How important is the patient education aspect of pain management? What are some of the approaches that have worked the best for you?

It’s incredibly important because most patients come to us having a poor understanding of both the diagnosis and the treatment of chronic pain. They need to be educated regarding the proper expectations. In other words, it’s very unusual to eliminate all pain in a chronic pain state, so patients have to have reasonable expectations regarding how much of their pain is going to be eliminated. They have to understand that our goal is to improve their quality of life as much as possible, and that may be by getting rid of 20% of their pain but allowing them to function better, allowing them, through counseling or other services, to modify their lifestyle such that they are happier, if not in significantly less pain. It’s something that takes time. We rely quite a bit on our mental health professionals with our counseling services to work with the patient to understand that there are limits to the amount of pain relief that can be achieved in many cases. But there are almost no limits to the improvement that can be made from the standpoint of coping with their pain, changing their perspectives, and allowing them to move forward with their lives.

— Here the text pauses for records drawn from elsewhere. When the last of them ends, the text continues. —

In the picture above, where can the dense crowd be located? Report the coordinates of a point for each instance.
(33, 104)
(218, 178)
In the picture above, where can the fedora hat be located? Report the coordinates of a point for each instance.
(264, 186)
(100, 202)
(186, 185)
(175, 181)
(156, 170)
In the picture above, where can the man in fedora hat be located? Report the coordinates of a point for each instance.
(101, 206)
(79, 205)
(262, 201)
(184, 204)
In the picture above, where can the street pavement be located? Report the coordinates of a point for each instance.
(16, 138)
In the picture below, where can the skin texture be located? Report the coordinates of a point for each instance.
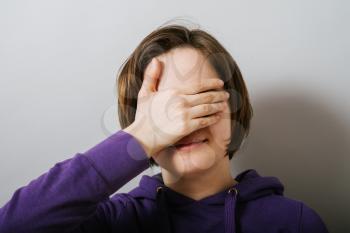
(204, 170)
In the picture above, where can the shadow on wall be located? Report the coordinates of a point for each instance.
(300, 139)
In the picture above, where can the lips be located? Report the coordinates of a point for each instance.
(191, 142)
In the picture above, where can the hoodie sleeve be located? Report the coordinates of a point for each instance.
(70, 194)
(310, 221)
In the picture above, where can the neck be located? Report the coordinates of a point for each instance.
(201, 184)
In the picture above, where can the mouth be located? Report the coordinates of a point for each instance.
(190, 146)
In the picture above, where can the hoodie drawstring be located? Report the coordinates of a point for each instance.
(230, 209)
(163, 216)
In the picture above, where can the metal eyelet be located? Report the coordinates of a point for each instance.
(159, 188)
(233, 189)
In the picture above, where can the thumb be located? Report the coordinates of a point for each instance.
(151, 76)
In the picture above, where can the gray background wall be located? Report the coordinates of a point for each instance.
(59, 60)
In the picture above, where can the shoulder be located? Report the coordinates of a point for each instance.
(310, 220)
(287, 212)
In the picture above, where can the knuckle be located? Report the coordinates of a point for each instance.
(209, 98)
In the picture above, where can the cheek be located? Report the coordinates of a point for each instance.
(220, 136)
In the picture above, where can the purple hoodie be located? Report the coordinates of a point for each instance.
(75, 196)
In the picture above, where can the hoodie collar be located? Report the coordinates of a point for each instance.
(250, 186)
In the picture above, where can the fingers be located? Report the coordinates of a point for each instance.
(207, 97)
(206, 109)
(151, 77)
(203, 122)
(208, 84)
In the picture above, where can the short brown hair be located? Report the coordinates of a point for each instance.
(162, 40)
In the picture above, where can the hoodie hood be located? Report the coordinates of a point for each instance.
(250, 186)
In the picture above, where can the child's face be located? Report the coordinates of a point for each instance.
(182, 66)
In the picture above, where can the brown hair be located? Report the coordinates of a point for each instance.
(162, 40)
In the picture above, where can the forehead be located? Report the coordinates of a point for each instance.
(185, 65)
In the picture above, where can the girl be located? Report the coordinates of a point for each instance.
(183, 106)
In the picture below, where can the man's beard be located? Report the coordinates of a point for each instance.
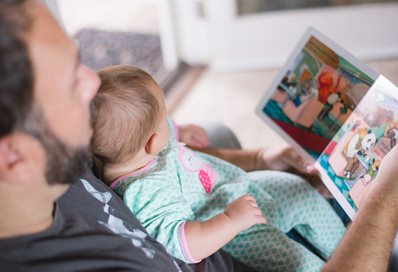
(64, 163)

Are we moving in the right direction in terms of payers, providers, and regulators getting on the same page regarding effective pain management?

We’re moving in the right direction in terms of our understanding of how best to treat chronic pain, but we aren’t moving in the right direction in terms of the ability to afford the type of treatment that’s needed for chronic pain. There’s good data that shows that using multiple modalities to treat chronic pain is effective, and yet we have increasing pressures from the government and from insurance companies to prevent patients’ access to those modalities. That’s a problem. I think that the clinical data and provider education are improving, but it’s still a financial challenge for some patients and providers to access those modalities, and in many ways it’s getting worse.